Dua starter lainnya, Dayot Upamecano dan Adrien Rabiot pun absen karena sakit. Jauh sebelum itu, mereka sudah kehilangan N'Golo Kante, Karim Benzema, dan Paul Pogba.
Apakah tanpa nama-nama besar itu, pesona Prancis kemudian meredup? Ternyata tidak. Para pemain pengganti dan pemain muda lainnya tetap bisa mengisi celah, malah tampil sebagai pembeda.

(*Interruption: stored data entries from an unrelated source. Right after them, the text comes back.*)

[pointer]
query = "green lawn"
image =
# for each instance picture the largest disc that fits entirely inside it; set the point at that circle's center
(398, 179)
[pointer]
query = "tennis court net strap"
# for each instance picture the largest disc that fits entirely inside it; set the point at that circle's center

Hal ini menunjukkan satu hal. Kedalaman skuad Prancis begitu mewah. Modal penting bagi mereka untuk mewujudkan impian mempertahankan gelar juara, sekaligus menjadi negara pertama yang sanggup mengukir "back-to-back" juara setelah terakhir kali dilakukan Brasil pada edisi 1958 dan 1962.